GC13

THE GRANT

The goal of this project is to develop methods to track disparities in the effective delivery of interventions throughout the state of Washington in order to improve population health.

The National Institute on Aging (NIA)

Principal Investigators:

Stephen Lim
Christopher J.L. Murray

Tracking Disparities in the Effective Delivery of Health Services

Health systems improve the health of populations in part by delivering high-quality interventions to those who need them. Policymakers, managers, and providers of health services at all levels frequently demand to know how well they are accomplishing this task and to what effect. Two different metrics integrate aspects of intervention delivery to allow comparisons across interventions, individuals, and populations – coverage and effective coverage.

Frequently in the US, health services are provided by, and the responsibility of, local government. In many instances, this is the county government. Counties and the populations within them differ markedly from one another, as do the counties' health systems performance. The goal of this project is to develop, apply, and refine methods that enhance the ability to track disparities in the effective delivery of interventions to improve population health. To do so, IHME needs a test area in which to work.

In this project, we will use all available data to estimate the coverage and effective coverage of a range of key health interventions for each of the 39 counties in the state of Washington and examine trends from 2002-2007. These 39 counties represent a diverse array of subpopulations and differ in terms of overall population, racial/ethnic makeup, and socioeconomic status.
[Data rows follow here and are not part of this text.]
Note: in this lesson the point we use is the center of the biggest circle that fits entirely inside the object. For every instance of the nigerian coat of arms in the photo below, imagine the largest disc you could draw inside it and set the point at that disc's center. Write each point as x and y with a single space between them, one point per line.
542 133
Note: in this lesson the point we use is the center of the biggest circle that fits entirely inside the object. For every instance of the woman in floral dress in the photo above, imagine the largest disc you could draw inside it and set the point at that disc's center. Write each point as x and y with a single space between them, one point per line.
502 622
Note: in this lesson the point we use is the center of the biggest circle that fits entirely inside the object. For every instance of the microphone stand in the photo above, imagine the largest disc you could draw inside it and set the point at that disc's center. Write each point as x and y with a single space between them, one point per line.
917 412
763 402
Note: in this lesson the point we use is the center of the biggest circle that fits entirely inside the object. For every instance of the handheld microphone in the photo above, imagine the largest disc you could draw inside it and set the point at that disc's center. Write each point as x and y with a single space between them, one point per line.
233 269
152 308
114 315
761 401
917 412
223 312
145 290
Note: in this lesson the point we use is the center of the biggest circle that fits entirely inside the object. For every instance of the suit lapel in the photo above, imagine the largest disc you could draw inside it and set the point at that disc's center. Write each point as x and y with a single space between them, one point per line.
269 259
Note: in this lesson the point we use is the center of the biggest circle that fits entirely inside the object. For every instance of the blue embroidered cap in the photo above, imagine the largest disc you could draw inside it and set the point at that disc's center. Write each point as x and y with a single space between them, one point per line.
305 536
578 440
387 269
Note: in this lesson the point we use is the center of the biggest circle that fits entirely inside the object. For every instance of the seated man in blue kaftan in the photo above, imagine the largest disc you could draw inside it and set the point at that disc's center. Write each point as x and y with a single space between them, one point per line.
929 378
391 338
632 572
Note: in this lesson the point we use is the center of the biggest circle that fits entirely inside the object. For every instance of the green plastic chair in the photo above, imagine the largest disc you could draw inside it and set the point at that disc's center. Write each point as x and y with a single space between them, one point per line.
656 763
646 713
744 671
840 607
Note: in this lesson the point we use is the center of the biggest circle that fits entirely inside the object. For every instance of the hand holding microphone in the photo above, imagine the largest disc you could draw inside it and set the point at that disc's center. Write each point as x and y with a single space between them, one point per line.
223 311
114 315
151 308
Interventions to be studied range from inpatient management of major diseases – including myocardial infarction and stroke – to outpatient management of risk factors such as using lipids to control high blood pressure or screening for major cancers. The state of Washington is our test case for several reasons, including the fact that the state has a robust reporting system for data collection at the hospital level and has several centrally orchestrated data sources that complement federal data collection efforts. This provides us a data-rich environment in which to perform analyses and refine techniques to achieve the most reliable and high-caliber results.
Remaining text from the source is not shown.